Mais sauf à imaginer un phénomène d'auto-persuasion, rien ne marche.

Déjà une étude de 2005, menée par des chercheurs néerlandais et britanniques sur quatre compléments alimentaires à base notamment de bourrache, d'artichaut et de figue de barbarie et quatre agents médicinaux conventionnels ne faisait apparaître «aucune preuve convaincante» d'un effet remarquable de quelque produit que ce soit.

«Une gueule de bois, c'est un de ces problèmes ou la prévention est plus importante que le traitement», note à ce propos Edzard Ernst, directeur de la recherche de 2005.

Il remarquait aussi le problème éthique posé par ces recherches, dans la mesure où trouver un traitement contre les mauvais effets de l'alcool risquait d'encourager la consommation.
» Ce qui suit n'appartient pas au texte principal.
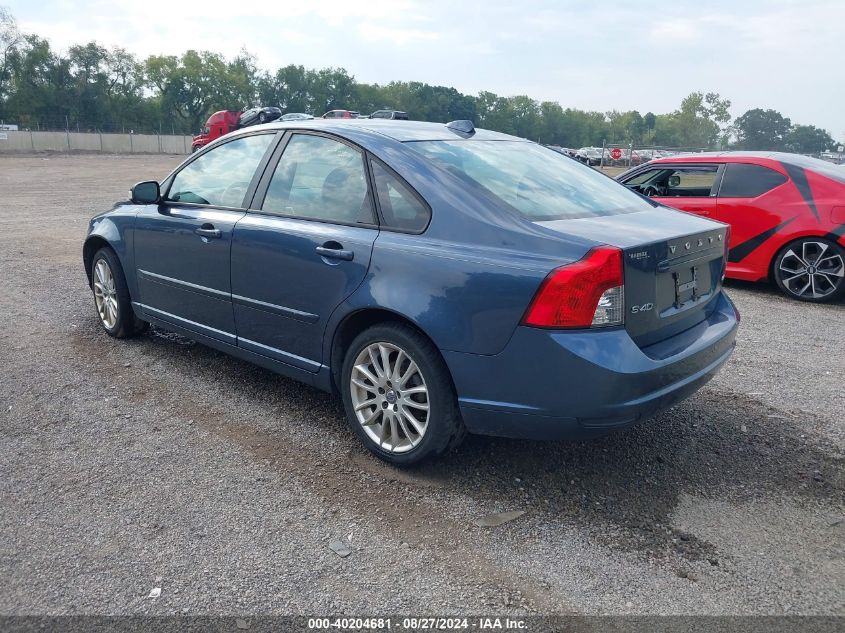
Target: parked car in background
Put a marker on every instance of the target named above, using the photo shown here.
(262, 114)
(589, 155)
(296, 116)
(786, 213)
(341, 114)
(360, 259)
(389, 114)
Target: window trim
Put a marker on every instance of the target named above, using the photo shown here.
(253, 183)
(270, 169)
(725, 165)
(714, 188)
(382, 222)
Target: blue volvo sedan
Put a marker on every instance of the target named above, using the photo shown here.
(441, 279)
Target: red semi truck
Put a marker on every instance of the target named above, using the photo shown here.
(218, 124)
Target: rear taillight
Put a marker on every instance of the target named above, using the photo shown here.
(586, 293)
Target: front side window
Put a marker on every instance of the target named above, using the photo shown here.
(322, 179)
(536, 182)
(748, 181)
(221, 176)
(691, 182)
(676, 182)
(400, 208)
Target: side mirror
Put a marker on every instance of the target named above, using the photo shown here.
(146, 192)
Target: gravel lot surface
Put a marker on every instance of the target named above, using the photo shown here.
(159, 463)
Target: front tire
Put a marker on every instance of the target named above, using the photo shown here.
(111, 296)
(811, 269)
(398, 395)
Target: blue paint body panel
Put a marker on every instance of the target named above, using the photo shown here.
(262, 292)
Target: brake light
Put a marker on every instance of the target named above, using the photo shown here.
(586, 293)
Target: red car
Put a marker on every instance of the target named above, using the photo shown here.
(786, 213)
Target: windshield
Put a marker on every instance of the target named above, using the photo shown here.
(537, 182)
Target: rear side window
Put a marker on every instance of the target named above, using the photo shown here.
(748, 181)
(221, 176)
(320, 179)
(695, 182)
(400, 207)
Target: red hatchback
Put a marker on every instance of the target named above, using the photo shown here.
(786, 213)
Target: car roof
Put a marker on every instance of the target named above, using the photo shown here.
(781, 157)
(396, 130)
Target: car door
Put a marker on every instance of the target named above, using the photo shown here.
(303, 247)
(690, 188)
(183, 244)
(750, 201)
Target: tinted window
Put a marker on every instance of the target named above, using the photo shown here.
(221, 176)
(400, 208)
(537, 182)
(748, 181)
(668, 181)
(319, 178)
(693, 182)
(643, 177)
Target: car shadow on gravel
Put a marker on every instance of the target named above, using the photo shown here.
(623, 488)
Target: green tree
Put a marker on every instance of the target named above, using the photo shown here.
(760, 129)
(10, 38)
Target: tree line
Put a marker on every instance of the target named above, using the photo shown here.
(90, 87)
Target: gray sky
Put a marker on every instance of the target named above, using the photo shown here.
(780, 54)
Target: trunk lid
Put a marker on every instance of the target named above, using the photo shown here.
(673, 265)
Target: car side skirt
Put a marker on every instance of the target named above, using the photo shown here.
(321, 379)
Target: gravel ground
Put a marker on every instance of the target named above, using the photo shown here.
(157, 462)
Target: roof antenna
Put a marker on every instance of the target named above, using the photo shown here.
(462, 126)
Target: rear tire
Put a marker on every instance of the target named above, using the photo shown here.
(811, 269)
(111, 296)
(398, 395)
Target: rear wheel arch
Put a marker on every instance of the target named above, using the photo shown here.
(355, 323)
(829, 251)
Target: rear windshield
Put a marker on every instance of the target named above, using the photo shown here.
(537, 182)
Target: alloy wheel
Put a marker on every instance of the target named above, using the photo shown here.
(811, 270)
(390, 397)
(105, 294)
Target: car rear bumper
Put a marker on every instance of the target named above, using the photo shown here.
(549, 384)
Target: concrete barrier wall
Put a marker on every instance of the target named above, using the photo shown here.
(93, 142)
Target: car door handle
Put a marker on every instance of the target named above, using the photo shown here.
(335, 252)
(208, 231)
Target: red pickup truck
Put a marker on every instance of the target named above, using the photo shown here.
(218, 124)
(226, 121)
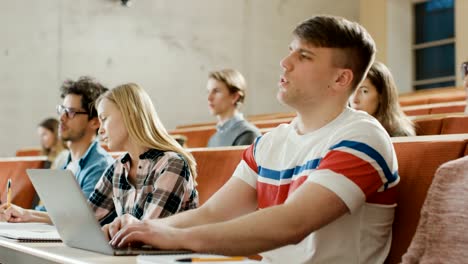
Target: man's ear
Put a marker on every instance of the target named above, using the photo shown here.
(344, 79)
(94, 123)
(235, 98)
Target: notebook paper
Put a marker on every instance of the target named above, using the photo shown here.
(29, 232)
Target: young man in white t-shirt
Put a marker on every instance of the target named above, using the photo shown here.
(319, 190)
À ce jour, les pseudo-traitements ne sont pas sans risques. Une étude publiée en 2007 souligne ainsi les effets de la racine de Kudzu, ou pueraria locabata, que l'on retrouve dans nombre de produits censés combattre les effets de l'abus d'alcool mais qui, associée à de l'alcool, augmenterait le risque de tumeur.

La seule prévention efficace, notent les chercheurs américains, c'est de consommer de l'alcool avec modération... voire pas du tout.

Pour les buveurs impénitents, les spécialistes notent que les alcools sombres tels que le vin rouge, la tequila ou le whisky, riches en toxines appelées «congénaires», ont plus de chance de provoquer des veisalgies que des alcools clairs comme la vodka, le rhum blanc, le vin blanc ou le gin.